Secondo il rapporto, l’avanzata navale di Pechino non sarebbe episodica, ma parte di una mossa calcolata per garantire la sicurezza di quella che viene considerata un’arteria vitale per l’economia cinese. Circa il 20% del petrolio mondiale transita attraverso lo Stretto, e la Cina – primo importatore globale di greggio – considera un’eventuale chiusura una minaccia diretta alla propria stabilità economica.

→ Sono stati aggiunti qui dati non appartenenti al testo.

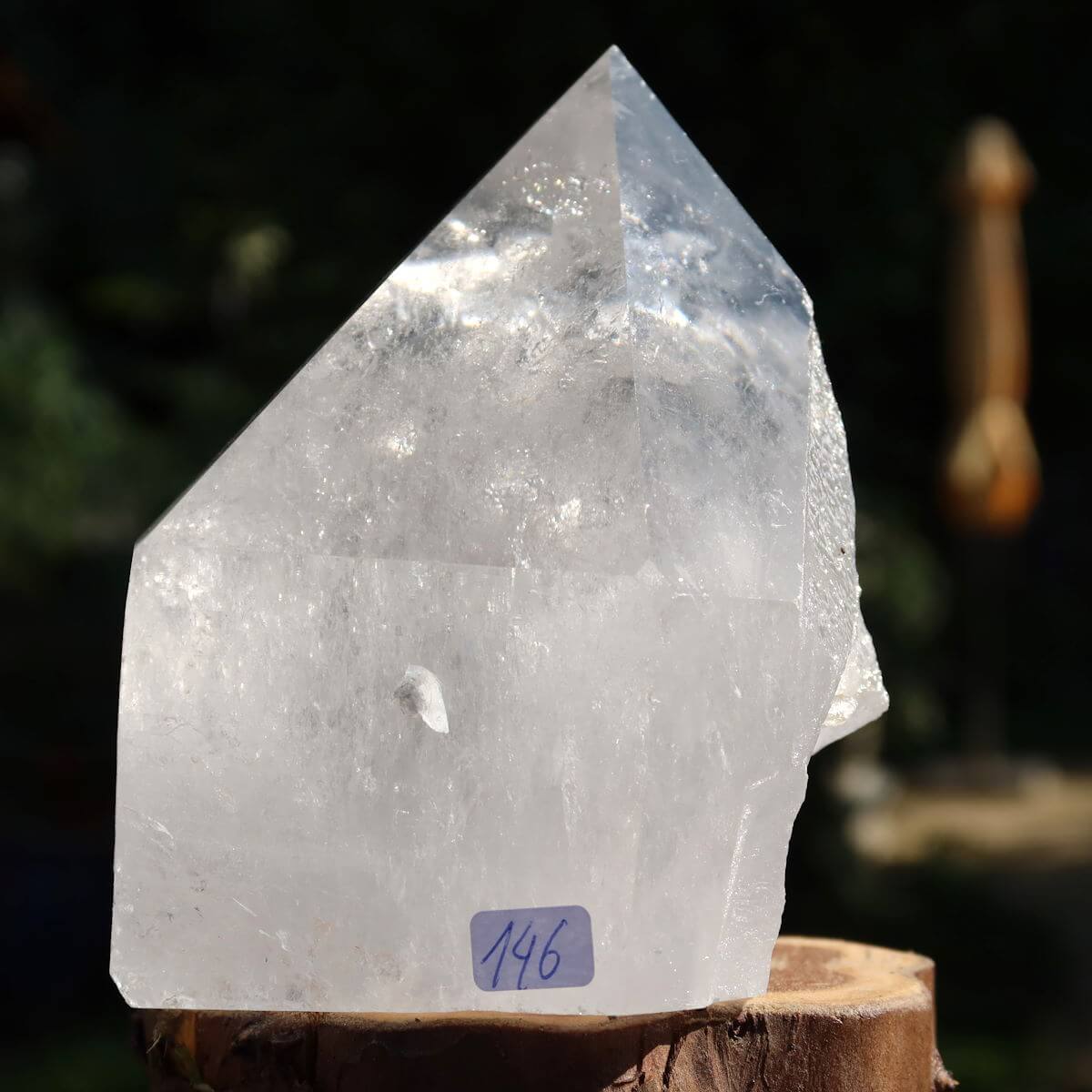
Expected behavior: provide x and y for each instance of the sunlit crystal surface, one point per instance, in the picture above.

Obiettivi energetici e messaggio geopolitico
La presenza militare cinese avrebbe un duplice obiettivo: assicurare la continuità del passaggio delle proprie navi e inviare un segnale politico nel contesto della competizione globale. Il rapporto sottolinea che la mossa si inserirebbe anche nella cooperazione strategica tra Cina, Russia e Iran, in un’ottica di coordinamento all’interno dei BRICS per controbilanciare l’influenza occidentale negli spazi marittimi.

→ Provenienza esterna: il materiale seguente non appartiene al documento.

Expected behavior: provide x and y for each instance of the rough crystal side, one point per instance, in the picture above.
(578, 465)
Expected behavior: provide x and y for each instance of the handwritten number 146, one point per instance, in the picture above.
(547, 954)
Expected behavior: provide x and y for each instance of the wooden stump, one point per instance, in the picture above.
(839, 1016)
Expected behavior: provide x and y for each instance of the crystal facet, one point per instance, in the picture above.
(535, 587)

Tra le unità citate figurano il cacciatorpediniere lanciamissili Type 052DL Tangshan, la fregata Type 054A Daqing e la nave di rifornimento Taihu, parte della 48ª flotta inviata dalla base cinese di Gibuti.
Effetto deterrenza
La tempistica dell’operazione, secondo la fonte israeliana, coinciderebbe con il momento di massima tensione regionale e avrebbe una funzione deterrente. La presenza simultanea di navi cinesi e russe nello Stretto renderebbe più complessa qualsiasi operazione navale su larga scala contro obiettivi iraniani, aumentando il rischio di incidenti tra potenze maggiori.
Il rapporto suggerisce inoltre che Pechino stia monitorando attentamente le operazioni della Quinta Flotta statunitense in Bahrein, rafforzando le proprie capacità di intelligence e testando sistemi di guerra elettronica in condizioni operative reali.
Un equilibrio sempre più fragile
Se confermata, la presenza navale cinese rappresenterebbe un ulteriore elemento di internazionalizzazione della crisi, con implicazioni che vanno oltre il confronto diretto tra Washington, Tel Aviv e Teheran.
Lo Stretto di Hormuz non è soltanto un corridoio energetico: è uno dei punti più sensibili dell’equilibrio strategico globale. Ogni movimento in quell’area assume una dimensione che supera la scala regionale e tocca direttamente gli assetti di sicurezza internazionale.